Pour lui, les agents sont déjà préparés sur une éventuelle réduction des équipes de la réponse d’ici fin décembre 2019.

Cet hygiéniste a, en effet, loué le fait que ses collègues ont déjà compris et souscrit à la démarche entreprise par les responsables du CTE pour décrocher la prime en retard de décaissement.

Au CTE Butembo à l’ITAV, le constat était aussi positif avec l’animation de tous les services.

Sur place un agent a révélé qu’une délégation a été constituée ce lundi 18 novembre 2019 pour rencontrer le maire en sa qualité de président de la riposte à Butembo.

C'était dans l'objectif de discuter du cahier des charges des agents dans ce centre, qui revendiquent eux, le payement de deux mois d’arriérés des primes.

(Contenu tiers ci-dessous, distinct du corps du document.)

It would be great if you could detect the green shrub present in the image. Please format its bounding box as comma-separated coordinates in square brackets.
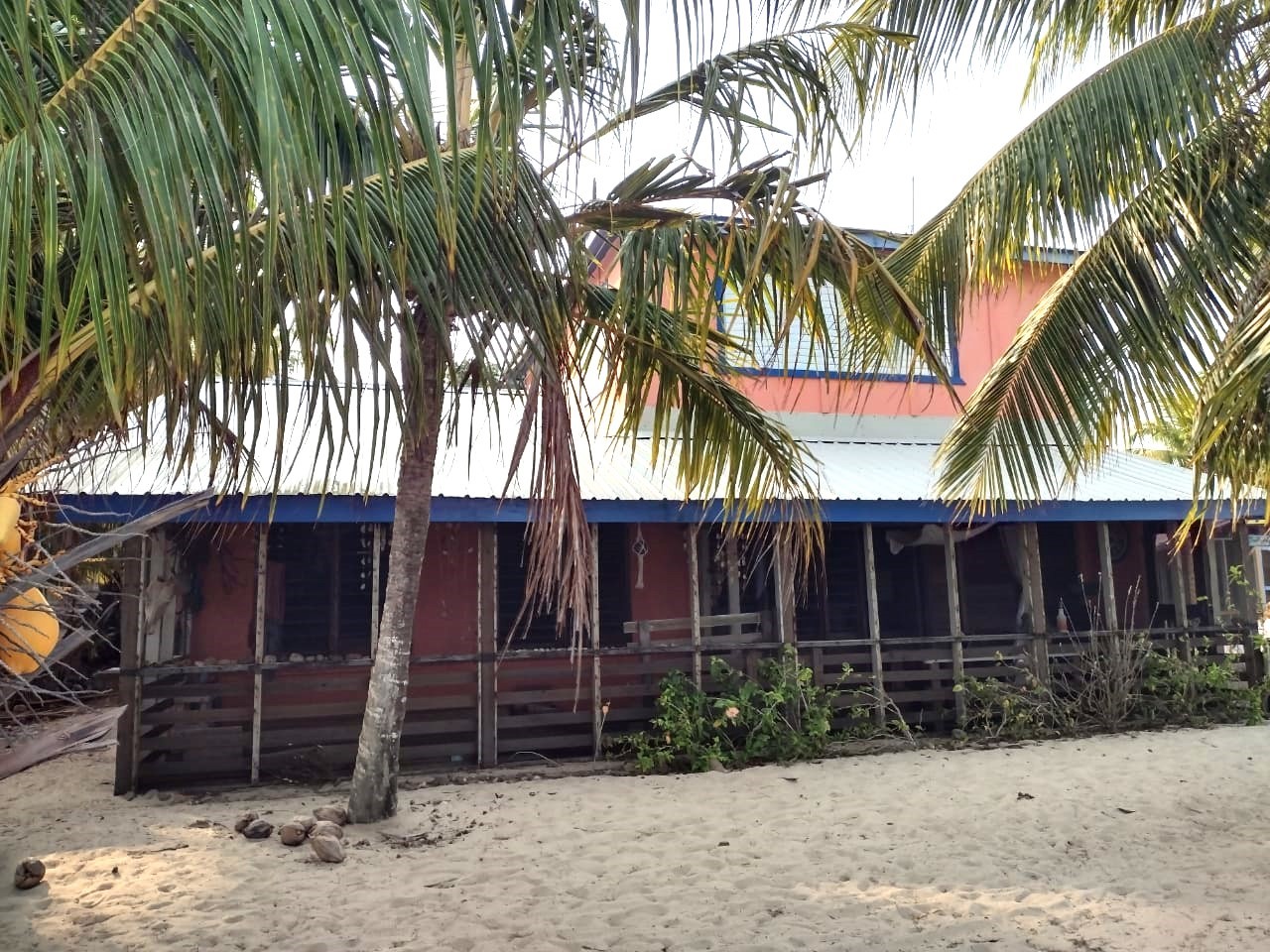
[960, 632, 1266, 740]
[611, 648, 849, 774]
[1139, 650, 1265, 725]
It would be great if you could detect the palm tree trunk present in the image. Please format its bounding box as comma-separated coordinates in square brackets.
[348, 321, 444, 822]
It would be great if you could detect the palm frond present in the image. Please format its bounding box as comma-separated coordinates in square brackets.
[939, 115, 1270, 507]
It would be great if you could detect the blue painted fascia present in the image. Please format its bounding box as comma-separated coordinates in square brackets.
[58, 495, 1249, 525]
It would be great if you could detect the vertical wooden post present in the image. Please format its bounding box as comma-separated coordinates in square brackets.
[1232, 521, 1265, 625]
[687, 523, 701, 688]
[772, 539, 798, 645]
[1169, 526, 1192, 660]
[863, 522, 886, 727]
[1204, 532, 1225, 625]
[1244, 530, 1266, 612]
[251, 523, 269, 783]
[1098, 522, 1120, 631]
[944, 525, 965, 727]
[114, 538, 144, 796]
[371, 523, 384, 657]
[724, 532, 740, 641]
[1230, 521, 1265, 684]
[1022, 522, 1049, 684]
[326, 523, 343, 654]
[590, 525, 604, 761]
[476, 523, 498, 767]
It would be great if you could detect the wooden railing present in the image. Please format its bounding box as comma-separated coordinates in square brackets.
[622, 612, 771, 645]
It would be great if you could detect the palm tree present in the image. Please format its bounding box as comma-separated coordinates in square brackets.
[858, 0, 1270, 508]
[0, 0, 938, 820]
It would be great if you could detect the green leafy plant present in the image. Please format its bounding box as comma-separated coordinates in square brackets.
[1140, 650, 1265, 725]
[958, 631, 1266, 740]
[611, 648, 851, 774]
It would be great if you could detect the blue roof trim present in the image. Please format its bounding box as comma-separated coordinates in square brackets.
[49, 495, 1249, 525]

Pour rappel, jeudi 14 novembre, un tas de feu avait été attisé à Kirimavolo par les agents pour réclamer leur prime d’un trimestre.

Le lendemain, alors le 15 novembre, ce même mouvement a éclaté au CTE Butembo.

Cependant, les agents de la commission communication au sein de la riposte à Butembo et environs continuent leur mouvement de grève sèche, exigeant le payement de leur prime des trois derniers mois.